Часть 28. «Приходят в разной суете разнообразные…»
Глава 148
Даже и вожди народные, подобные Пугачёву и Разину, выдвинувшиеся и поддержанные великим множеством русских людей, при первых же неудачах выдаются противникам. Ибо став предводителями, они, тем самым, перестают быть обычными, равными, общинниками. И «русский мир» выдаёт их. «Пострадай за обчество. А мы тя — поминать будем».
Их выдают на лютую смерть не всякая «башкирь с мордвой да татарвьём», не замордованные, забитые помещичьи или заводские крестьяне. Нет, их выдают именно наиболее яркие представители истинно русского духа — казаки. Вольные хлебопашцы. Имеющие «землю и волю», оружие и самоуправление, они сдают своих, товарищей, соседей. «Лучшие» сдают властям «на съедение» — «самых лучших». Это — правило, традиция, стереотип поведения.
Остаётся только повторить, чуть модифицировав, известный тост из «Кавказской пленницы»:
– Так выпьем же за то, чтобы ни один из нас никогда не выделялся из коллектива.

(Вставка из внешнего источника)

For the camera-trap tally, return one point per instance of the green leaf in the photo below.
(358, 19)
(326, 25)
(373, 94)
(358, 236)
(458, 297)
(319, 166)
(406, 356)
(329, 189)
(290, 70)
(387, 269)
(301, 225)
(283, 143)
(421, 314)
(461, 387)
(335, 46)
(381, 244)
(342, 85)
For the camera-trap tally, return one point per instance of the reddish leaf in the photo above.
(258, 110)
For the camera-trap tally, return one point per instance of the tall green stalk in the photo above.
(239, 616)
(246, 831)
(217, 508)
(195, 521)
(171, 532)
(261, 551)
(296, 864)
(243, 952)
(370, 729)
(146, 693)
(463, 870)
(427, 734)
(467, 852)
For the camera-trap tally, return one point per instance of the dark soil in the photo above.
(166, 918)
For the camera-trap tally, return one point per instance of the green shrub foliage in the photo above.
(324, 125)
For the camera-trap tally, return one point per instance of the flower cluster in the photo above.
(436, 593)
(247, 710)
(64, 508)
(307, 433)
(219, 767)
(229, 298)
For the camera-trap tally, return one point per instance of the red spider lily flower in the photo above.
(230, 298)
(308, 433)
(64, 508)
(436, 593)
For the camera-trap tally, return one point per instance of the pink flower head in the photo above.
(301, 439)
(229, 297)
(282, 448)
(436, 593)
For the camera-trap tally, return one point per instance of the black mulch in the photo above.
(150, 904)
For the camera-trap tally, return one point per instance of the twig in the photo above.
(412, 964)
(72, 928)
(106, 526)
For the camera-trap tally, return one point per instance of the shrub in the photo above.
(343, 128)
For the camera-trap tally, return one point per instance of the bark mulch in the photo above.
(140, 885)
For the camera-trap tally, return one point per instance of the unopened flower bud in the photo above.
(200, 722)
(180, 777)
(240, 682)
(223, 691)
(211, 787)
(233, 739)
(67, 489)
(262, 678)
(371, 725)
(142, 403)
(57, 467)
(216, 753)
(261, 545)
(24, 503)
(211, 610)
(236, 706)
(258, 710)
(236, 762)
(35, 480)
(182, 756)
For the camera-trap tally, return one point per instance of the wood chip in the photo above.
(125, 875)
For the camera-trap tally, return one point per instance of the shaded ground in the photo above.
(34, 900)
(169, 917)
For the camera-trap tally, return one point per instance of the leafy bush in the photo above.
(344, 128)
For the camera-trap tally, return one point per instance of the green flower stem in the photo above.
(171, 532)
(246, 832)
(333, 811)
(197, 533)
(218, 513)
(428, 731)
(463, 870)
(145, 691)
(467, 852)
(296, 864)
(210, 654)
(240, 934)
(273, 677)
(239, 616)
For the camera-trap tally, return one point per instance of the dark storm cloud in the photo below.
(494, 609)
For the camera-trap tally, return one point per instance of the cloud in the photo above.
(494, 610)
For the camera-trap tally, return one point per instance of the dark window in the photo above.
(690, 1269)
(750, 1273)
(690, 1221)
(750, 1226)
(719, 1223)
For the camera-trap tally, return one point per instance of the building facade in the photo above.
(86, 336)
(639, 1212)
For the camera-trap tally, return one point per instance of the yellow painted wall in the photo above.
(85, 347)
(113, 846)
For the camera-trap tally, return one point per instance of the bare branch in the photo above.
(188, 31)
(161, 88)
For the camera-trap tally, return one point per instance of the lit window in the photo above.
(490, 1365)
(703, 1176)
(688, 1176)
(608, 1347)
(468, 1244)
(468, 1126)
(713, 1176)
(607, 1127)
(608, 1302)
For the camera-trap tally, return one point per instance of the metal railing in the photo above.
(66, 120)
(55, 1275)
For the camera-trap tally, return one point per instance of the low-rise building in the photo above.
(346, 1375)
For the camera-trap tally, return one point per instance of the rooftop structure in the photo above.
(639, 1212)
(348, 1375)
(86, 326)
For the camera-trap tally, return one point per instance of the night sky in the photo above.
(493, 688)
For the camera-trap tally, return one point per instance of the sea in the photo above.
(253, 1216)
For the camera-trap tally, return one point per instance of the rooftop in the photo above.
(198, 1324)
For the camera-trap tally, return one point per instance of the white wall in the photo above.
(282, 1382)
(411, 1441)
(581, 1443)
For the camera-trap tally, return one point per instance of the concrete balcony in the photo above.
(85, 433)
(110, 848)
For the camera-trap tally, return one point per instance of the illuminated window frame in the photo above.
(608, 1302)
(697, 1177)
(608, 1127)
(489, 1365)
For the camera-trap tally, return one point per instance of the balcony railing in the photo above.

В кросс-культурных исследованиях давно уже фигурирует понятие «Дистанция власти». Хофстед даёт следующее определение:
«Дистанция власти — это степень, в которой люди, не имеющие власти или имеющие незначительную власть, согласны с тем, что власть в обществе распределяется неравномерно».
В 21 веке страны с высокими значениями дистанции власти: Россия, арабские страны, Индия и Китай. Низкие значения в Канаде, Австралии, странах Северной Европы.